ANS: C The acronym PASS can be used to correctly use a fire extinguisher: Pull the pin, Aim at the base of the fire, Squeeze the trigger, and Sweep side to side.

9. The nurse in a long-term facility who is making a fall assessment would identify the person most at risk for a fall to be a resident who: a. paces all day in the halls and sleeps well at night. b. had knee replacement surgery 2 days ago and wears a knee brace. c. had a stroke with right-sided weakness 2 weeks ago and is confused. d. uses a walker to ambulate both indoors and outdoors.

ANS: C The most common factors predisposing a person to falls are impaired physical mobility, altered mental status, and unavailability of assistance.

11. A diabetic patient has chronic peripheral vascular disease, which results in edema and poor circulation to her feet. She constantly complains of cold legs. The best nursing action is to provide: a. a heating pad and place it under the patient's feet. b. an electric blanket to increase warmth to legs at night. c. a hot shower to increase circulation to legs. d. additional blankets and encourage the use of warm bed socks.

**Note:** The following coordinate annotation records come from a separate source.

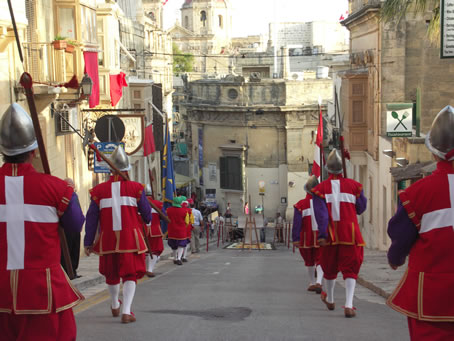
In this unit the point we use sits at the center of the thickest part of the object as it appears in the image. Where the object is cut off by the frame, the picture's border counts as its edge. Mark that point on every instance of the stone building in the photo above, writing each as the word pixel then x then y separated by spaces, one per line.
pixel 243 132
pixel 205 32
pixel 389 62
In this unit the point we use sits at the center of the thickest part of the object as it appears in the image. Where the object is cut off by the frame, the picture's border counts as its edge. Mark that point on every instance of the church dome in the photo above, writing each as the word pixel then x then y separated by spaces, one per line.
pixel 188 3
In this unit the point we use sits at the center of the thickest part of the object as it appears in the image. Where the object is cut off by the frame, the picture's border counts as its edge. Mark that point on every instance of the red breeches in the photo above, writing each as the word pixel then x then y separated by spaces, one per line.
pixel 156 245
pixel 344 258
pixel 433 331
pixel 125 266
pixel 42 327
pixel 311 256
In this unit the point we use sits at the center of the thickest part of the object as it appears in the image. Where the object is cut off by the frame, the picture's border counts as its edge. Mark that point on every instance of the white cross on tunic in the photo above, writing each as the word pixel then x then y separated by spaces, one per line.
pixel 310 212
pixel 336 197
pixel 116 202
pixel 440 218
pixel 15 213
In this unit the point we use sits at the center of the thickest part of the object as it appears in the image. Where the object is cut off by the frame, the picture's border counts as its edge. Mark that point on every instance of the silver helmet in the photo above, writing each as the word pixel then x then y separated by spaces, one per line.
pixel 311 183
pixel 17 134
pixel 120 159
pixel 440 138
pixel 334 162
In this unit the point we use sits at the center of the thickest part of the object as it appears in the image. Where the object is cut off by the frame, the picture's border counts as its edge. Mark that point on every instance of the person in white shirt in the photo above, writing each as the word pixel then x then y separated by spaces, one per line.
pixel 198 222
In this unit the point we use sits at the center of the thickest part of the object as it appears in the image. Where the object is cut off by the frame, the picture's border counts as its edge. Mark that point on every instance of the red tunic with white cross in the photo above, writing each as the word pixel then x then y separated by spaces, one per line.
pixel 426 290
pixel 120 227
pixel 32 280
pixel 153 230
pixel 340 195
pixel 309 227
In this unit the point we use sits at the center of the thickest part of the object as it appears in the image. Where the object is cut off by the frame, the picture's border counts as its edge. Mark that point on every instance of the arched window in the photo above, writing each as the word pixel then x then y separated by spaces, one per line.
pixel 203 18
pixel 221 24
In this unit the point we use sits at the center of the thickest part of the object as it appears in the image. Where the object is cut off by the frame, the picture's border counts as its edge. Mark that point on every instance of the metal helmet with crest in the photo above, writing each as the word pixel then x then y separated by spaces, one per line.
pixel 440 138
pixel 17 135
pixel 120 159
pixel 334 162
pixel 311 183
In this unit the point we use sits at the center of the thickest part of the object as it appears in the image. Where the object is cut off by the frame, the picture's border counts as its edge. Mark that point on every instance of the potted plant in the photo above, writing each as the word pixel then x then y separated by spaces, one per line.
pixel 59 43
pixel 70 46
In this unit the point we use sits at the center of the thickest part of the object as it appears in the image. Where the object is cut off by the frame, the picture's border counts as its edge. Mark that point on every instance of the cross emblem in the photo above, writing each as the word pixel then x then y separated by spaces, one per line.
pixel 336 197
pixel 15 213
pixel 310 212
pixel 115 203
pixel 440 218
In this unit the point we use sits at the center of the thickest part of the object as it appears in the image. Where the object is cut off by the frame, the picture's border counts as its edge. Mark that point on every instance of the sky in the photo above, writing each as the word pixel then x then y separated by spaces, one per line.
pixel 252 17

ANS: D Extra blankets and bed socks will reduce the sense of cold. A person with diabetes or impaired circulation is more easily burned than a person in good health.

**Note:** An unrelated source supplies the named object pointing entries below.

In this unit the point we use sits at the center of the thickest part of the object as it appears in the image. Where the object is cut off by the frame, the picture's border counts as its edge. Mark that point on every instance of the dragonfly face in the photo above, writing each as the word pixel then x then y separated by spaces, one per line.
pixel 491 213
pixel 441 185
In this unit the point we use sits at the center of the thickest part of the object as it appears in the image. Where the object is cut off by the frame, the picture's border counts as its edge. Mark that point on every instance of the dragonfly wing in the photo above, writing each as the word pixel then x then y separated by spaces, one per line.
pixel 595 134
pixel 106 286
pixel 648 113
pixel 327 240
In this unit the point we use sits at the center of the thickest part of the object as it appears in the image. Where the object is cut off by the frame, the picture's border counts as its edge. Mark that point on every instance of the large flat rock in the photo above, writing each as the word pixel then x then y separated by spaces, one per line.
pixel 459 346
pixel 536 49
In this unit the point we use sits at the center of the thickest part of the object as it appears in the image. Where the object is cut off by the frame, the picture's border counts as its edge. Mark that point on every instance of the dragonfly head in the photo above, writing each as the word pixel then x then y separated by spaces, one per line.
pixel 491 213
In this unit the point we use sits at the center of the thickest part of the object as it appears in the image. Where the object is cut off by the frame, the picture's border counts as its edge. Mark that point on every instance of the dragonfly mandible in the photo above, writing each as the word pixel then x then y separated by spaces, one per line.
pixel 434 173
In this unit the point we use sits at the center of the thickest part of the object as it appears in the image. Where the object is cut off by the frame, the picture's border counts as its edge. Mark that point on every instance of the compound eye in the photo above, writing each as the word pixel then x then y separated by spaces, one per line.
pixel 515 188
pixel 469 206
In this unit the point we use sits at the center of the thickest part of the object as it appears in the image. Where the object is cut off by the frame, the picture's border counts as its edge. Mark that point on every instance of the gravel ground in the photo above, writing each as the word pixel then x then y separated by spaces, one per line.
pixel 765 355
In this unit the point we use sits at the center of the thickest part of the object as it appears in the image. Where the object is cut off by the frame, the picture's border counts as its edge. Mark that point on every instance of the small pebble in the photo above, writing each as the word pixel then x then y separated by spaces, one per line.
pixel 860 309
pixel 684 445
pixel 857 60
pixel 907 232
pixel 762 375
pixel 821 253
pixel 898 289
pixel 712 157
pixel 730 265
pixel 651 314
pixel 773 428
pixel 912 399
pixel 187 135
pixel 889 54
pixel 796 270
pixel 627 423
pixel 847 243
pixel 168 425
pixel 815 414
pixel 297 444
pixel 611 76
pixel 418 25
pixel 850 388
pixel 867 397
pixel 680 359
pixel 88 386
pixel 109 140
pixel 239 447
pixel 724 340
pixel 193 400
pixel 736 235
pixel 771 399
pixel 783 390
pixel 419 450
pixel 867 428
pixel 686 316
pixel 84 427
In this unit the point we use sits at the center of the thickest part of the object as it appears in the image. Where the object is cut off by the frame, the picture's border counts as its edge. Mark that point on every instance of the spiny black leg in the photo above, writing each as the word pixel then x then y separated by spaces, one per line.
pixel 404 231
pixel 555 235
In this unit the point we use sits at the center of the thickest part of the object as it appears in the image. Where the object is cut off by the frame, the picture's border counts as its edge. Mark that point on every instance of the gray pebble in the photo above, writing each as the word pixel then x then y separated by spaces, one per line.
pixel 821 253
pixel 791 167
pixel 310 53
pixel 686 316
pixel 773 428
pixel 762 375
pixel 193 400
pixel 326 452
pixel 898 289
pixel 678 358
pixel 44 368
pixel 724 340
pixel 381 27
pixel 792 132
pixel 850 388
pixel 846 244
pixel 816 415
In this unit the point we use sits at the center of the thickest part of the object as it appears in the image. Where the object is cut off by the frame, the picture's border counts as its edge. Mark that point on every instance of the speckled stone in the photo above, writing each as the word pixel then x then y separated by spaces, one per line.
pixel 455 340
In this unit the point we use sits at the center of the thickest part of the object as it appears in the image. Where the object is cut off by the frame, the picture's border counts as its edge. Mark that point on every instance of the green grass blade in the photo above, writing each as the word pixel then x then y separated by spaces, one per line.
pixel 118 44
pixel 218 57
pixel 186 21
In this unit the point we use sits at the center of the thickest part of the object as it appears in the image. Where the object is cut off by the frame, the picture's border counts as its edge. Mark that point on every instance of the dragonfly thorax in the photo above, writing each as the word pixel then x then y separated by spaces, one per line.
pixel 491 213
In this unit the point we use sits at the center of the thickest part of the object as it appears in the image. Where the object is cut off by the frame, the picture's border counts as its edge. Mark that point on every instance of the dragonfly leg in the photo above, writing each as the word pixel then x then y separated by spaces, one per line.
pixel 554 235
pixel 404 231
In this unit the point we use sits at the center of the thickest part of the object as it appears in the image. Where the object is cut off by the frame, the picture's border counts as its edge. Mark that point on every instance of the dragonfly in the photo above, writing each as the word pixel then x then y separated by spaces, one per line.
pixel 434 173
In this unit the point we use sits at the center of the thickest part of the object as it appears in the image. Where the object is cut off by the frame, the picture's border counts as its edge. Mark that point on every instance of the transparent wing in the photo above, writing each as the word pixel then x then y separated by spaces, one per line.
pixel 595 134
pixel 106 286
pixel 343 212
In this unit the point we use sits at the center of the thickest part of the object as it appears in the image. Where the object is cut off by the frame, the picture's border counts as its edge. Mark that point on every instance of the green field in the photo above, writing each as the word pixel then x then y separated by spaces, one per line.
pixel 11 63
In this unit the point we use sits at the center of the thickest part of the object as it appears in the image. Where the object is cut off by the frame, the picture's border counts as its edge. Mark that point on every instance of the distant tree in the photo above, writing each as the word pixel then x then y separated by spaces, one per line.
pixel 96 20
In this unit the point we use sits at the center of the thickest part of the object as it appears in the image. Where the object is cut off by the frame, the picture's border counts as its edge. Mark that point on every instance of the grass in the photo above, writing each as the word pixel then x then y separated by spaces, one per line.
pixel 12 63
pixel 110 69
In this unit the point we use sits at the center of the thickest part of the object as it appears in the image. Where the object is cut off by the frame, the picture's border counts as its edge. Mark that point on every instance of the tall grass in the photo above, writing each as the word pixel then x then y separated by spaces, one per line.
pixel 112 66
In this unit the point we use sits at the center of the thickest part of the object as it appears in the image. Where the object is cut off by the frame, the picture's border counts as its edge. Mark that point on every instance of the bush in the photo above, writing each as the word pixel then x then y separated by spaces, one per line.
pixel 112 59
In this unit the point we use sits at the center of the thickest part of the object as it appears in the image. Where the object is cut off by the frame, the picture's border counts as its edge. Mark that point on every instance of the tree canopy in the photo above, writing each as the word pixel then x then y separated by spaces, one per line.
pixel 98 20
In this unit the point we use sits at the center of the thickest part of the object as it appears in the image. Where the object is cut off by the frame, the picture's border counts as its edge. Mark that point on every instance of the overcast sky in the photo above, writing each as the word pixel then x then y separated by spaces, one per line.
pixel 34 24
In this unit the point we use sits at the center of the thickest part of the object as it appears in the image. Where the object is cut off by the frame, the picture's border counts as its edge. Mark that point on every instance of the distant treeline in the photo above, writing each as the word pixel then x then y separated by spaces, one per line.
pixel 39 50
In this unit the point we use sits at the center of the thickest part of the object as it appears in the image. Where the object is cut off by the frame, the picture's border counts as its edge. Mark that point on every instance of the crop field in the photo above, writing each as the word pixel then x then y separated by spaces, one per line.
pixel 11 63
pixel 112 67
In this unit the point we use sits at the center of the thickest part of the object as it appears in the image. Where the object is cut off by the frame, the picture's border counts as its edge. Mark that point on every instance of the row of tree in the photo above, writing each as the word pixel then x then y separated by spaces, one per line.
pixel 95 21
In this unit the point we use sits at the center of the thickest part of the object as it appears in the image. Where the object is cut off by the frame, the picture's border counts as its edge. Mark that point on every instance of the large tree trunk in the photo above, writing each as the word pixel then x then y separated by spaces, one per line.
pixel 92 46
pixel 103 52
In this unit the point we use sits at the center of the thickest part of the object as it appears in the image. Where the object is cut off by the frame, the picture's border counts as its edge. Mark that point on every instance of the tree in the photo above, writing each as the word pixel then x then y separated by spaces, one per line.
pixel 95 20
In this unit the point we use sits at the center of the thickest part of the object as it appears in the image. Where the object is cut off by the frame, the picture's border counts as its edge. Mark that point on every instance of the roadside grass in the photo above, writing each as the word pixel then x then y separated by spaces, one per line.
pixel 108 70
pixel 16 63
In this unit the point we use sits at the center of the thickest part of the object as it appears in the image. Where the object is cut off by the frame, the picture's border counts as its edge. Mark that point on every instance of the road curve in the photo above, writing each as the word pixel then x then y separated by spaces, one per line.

7. A patient has left sided paralysis following a right-sided cerebrovascular accident (CVA). After completing a bed bath, the nurse should begin to change the sheets by: a. lowering both side rails and rolling the patient to the side of the bed. b. asking the patient to roll to his right and hold on to the side rail for support. c. positioning the patient in a supine position with both side rails raised. d. positioning the patient in a side lying position on his left side with the near side rails raised.

ANS: D Moving the patient to the left side lying position provides safety for the patient and allows the patient to use his good (right) hand to hold the rail.

20. A resident is confused and teary. She is threatening to leave the facility to return home. The nurse should: a. call her family immediately and notify them of the problem. b. have the nurse's aide place a vest protective device on the patient. c. call the doctor immediately and get an order for a protective device. d. stay with the patient and attempt to determine the cause of the problem.

ANS: D Protective devices may not be used without an order or to punish or discipline a patient. Talking to the patient is an excellent strategy to determine the cause of the problem. Medications may also cause mood alterations. Stay with the patient who is confused or unsteady. Second action would be to determine if there is family members that might be able to stay with the patient.